Sous Vide Sole with Brown Butter and Lemon
I grew up in a cooking family and after getting a degree in Spanish and Anthropology, realized what I really wanted to do was to go to culinary school. After working in a NYC bank for a few years, I managed to get to culinary school and got my first jobs in NYC kitchens ...
Pro-level cooking techniques made simple.
Ingredients for 2
4 (4-ounce) sole filets or any delicate, flat white fish, such as flounder
Salt and lemon pepper
2 tablespoons unsalted butter
1/4 cup freshly squeezed lemon juice
1 teaspoon lemon zest
1 tablespoon chopped fresh parsley
Set the Anova Sous Vide Precision Cooker to 132ºF (56ºC).
Pat filets dry with paper towels and season with salt and lemon pepper. Place each filet in its own quart-sized zipper lock bag and seal using the water immersion technique. Place the bags in the water bath and set the timer for 30 minutes.

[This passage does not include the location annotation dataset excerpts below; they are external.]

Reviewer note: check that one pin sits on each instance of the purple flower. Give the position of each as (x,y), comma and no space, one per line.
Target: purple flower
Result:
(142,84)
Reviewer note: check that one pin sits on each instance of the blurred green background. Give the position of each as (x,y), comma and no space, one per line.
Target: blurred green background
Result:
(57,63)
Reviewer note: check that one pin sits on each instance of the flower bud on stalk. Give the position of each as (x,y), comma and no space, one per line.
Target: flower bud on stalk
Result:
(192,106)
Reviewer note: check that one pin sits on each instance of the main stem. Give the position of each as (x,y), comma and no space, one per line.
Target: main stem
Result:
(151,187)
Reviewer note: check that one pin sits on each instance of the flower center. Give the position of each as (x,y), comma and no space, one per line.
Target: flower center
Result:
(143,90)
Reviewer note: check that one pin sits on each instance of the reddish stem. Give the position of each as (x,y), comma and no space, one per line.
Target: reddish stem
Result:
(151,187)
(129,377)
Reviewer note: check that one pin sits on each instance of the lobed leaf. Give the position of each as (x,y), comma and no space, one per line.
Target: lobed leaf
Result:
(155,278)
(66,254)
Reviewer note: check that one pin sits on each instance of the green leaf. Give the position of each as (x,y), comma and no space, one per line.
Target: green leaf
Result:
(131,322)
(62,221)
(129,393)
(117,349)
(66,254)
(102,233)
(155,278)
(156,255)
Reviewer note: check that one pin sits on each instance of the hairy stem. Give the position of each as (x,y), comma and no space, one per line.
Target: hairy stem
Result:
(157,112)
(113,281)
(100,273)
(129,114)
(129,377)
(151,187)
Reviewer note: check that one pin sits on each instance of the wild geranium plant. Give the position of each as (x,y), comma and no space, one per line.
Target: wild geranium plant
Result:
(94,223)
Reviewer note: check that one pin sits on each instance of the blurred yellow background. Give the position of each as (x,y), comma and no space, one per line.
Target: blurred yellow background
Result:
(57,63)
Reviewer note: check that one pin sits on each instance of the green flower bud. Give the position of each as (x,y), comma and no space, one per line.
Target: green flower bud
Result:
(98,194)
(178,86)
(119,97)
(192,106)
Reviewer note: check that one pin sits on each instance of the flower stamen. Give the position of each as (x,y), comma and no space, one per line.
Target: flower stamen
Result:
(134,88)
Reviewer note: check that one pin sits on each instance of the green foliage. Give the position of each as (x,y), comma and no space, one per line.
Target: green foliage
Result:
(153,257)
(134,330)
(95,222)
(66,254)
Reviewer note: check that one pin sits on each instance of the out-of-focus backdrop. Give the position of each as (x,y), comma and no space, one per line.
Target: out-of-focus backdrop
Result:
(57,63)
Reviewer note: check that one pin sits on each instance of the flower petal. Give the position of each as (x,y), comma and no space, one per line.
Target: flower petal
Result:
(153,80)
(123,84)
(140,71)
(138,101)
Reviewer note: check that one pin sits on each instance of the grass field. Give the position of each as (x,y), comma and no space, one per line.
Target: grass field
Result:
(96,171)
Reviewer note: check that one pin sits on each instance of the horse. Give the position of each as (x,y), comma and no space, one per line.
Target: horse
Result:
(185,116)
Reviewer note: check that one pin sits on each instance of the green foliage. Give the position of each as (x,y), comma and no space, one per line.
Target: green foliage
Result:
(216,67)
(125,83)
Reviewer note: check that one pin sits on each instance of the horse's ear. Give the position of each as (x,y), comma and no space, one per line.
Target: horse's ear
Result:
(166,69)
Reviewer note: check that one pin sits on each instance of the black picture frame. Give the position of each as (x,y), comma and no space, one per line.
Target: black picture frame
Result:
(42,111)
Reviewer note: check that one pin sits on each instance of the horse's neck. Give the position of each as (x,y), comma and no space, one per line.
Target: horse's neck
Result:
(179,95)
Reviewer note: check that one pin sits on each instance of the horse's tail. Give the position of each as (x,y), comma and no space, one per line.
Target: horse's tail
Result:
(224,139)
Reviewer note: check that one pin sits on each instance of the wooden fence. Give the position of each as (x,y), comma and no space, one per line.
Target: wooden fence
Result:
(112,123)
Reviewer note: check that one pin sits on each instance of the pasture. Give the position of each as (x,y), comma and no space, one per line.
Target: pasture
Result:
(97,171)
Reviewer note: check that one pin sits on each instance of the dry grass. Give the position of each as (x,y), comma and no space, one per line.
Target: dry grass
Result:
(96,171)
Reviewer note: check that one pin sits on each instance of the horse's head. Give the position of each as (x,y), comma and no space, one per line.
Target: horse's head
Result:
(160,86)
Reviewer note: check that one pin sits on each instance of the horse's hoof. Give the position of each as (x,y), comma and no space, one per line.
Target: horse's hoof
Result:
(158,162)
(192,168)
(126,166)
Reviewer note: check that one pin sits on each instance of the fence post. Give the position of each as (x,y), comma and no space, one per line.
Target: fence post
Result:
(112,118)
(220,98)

While the fish cooks, make the sauce: Melt the butter in a large skillet over medium heat. Continue to cook the butter until it has stopped foaming and the milk solids have turned golden brown, 4 to 5 minutes. Keep a close eye on the butte; it will go from browned to burned very quickly.
Remove the butter from the heat and stir in the lemon juice and lemon zest. Keep warm for serving.
When the timer goes off, remove the bags from the water bath. Gently remove the fish from the bags and place on a warmed platter. Pour butter sauce over the fish and garnish with parsley. Serve.